Vectorization can be accomplished with the command quantgov ml vectorize
which takes two positional arguments:
vectorizer: the path to the saved vectorizer object
corpus: the path to the target corpus
The following argument must also be specified:
-outfile or -o: the path to which to save the vectorized trainers
Vectorization - Practice Estimator#
Note
This next step in the tutorial will not work if you have not completed Chapter 3 and have the federal register corpus downloaded.
Navigate into the estimator folder with and run the following to create the trainers and vectorizer:
python scripts/vectorize_trainers.py -o data/trainers --vectorizer_outfile data/vectorizer ../federal_register
Once this code finishes running, a trainers
file and a vectorizer
file should appear in the estimator’s data folder.
Advanced Tip
If a user is interested in implimenting a custom tokenaztion method, this is the step an the file in which the customization would be done.
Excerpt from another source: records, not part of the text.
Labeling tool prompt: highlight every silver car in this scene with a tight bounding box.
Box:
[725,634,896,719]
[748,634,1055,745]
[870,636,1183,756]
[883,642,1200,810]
See build_tokenizer() documentation
Advanced Tip
Advanced users may implement their own vectorizers subclassing the sklearn.base.BaseEstimator
and the sklearn.base.TransformerMixin
classes; all vectorizers should take an iterable of text objects to their fit
and fit_transform methods
.
Advanced Tip
In evaluating models, the vectorization step takes place before segmentation for cross-validation; this means that users should take care not to let information correlated with the variable of interest be used here. Instead, include a transformer step in the candidate model pipeline, which is used after the test-train split.